For the time being, he's limited to written records and maps, including the Fort Glenn maps, classified until the 1970s, which revealed area N.
Black troops were probably not officially confined to that area, he said, though they did not regularly mix with white personnel.
"That was pretty much War Department policy, to locate African-American soldiers away from white units," he said. "It was all contained, with their own mess halls and dispensary. They had no reason to go anywhere else."
Roe, 61, is not a typical student. After his military service he became an environmental engineer with the Army Corps of Engineers. Now retired, he's gone back to school to study how historical archeology can be applied to Alaska's wartime sites.
"I've been interested in World War II since I was a kid," he said. "My dad was in Europe during that war, and he didn't throw anything away. Eventually I accumulated a lot of it and added to it."
From his collection, he supplied the uniform, rifle and other authentic equipment that sculptor Joan Bugbee Jackson followed to make the soldier's statue on the Park Strip at Ingra Street. He often attends local gun shows presenting displays on military history ranging from the horse cavalry to the Army in Alaska at the time of statehood.
Researching black soldiers presents special barriers, however. Histories and photos were compiled by white officers. As a result, Roe said, it can seem that "anything that happened in Alaska was all white soldiers. It's only been in the last 10 to 15 years that information has come out that there was a significant number of African-American soldiers working on the Alcan Highway."
Once the highway was open, black soldiers went on to build roads, barracks and port facilities in other places in Alaska and served in quartermaster units. However, Roe lamented, "it's not well-documented."
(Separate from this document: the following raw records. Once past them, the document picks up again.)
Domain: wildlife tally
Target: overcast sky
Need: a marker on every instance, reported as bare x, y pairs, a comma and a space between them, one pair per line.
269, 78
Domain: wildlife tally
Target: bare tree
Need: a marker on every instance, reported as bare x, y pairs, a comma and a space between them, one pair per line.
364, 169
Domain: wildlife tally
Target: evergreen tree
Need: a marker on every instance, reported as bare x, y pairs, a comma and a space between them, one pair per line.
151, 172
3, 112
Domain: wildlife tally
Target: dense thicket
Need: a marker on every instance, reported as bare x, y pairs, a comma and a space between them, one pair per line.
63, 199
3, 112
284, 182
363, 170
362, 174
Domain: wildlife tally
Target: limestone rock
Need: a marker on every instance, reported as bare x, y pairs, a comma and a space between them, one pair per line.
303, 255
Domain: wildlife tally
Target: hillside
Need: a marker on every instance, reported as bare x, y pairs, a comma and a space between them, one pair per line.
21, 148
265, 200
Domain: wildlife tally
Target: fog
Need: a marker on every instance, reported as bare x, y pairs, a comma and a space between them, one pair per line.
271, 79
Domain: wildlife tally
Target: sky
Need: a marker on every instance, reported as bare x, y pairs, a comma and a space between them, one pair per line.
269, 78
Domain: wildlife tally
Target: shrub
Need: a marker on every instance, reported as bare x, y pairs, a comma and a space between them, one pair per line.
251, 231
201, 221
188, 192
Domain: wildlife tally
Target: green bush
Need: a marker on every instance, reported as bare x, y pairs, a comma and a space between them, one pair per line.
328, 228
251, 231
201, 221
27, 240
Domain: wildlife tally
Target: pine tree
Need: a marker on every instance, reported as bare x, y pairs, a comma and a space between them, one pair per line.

Or rather, it was reported in the way that the government wanted with press releases targeted at black newspapers but also distributed to mainstream media. Time magazine applauded "U.S. Negro engineers" who bridged a "cold Alaska river" in two days. The best-known photo from the Alaska Highway construction shows black and white cat skinners shaking hands at the point where they met, connecting the north and south legs of the stupendous project.
"The War Department wanted everyone to fight the fight as much as they could," said Roe. Part of his talk at the museum will include a screening of a 1944 documentary titled "The Negro Soldier."
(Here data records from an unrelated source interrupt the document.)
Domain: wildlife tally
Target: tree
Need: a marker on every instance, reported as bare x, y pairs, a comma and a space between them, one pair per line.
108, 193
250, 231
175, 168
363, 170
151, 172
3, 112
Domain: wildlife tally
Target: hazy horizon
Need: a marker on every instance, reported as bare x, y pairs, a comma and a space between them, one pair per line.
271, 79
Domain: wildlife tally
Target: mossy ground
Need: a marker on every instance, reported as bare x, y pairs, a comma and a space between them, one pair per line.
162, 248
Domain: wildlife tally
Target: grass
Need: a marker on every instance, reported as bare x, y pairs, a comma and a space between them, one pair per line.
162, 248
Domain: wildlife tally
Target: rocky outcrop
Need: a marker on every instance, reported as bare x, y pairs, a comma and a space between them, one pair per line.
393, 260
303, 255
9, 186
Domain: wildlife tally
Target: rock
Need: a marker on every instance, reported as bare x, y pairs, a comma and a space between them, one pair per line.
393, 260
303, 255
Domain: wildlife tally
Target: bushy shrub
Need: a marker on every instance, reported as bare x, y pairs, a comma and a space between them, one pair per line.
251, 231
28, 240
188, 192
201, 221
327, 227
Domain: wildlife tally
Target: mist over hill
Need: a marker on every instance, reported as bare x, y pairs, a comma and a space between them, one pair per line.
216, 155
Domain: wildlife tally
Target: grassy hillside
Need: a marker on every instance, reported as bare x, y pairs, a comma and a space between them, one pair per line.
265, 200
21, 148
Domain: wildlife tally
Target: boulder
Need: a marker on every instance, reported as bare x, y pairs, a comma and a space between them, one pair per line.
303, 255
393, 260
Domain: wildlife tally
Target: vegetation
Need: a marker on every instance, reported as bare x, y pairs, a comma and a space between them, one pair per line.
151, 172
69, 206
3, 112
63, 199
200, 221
"They were trying to reaffirm to African-Americans that they were contributing a lot," Roe said, "and trying to let white soldiers know that African-Americans were a vital part of the war effort."
That wasn't always an easy sell. Prejudiced whites were not willing to set their biases aside, even for the sake of wartime solidarity. Many black soldiers wondered aloud why they were fighting to liberate Europeans when their own freedoms were denied. Some wore "double V" tattoos -- one V for victory over the enemy abroad, the other for victory over segregation at home. Melees and mutinies "of a racial character" afflicted the forces.
But not here, according to "Alaska at War."
It has been said that the integrated military had its roots in the Alaska campaign. Novelist Dashiell Hammett, editing the post press in Adak, recruited black newspapermen onto his staff. Equipment operators from the 93rd Regiment were sent to work with all-white units in Adak.
Not until 1948 did President Truman issue his executive order mandating equal opportunity for troops throughout the armed services. But it took years to implement.
Roe has discovered that the last segregated American military unit remained active until 1954. Ironically, it was the 93rd Engineers -- the same outfit once stationed in Fort Glenn.
His research to date has whetted Roe's appetite to learn more. "I was so intrigued that I decided to do a much more expanded map analysis," he said. "I'd like to see if, at Fort Glenn, there were any WACs and if they were restricted.
"I still have a lot of research to do."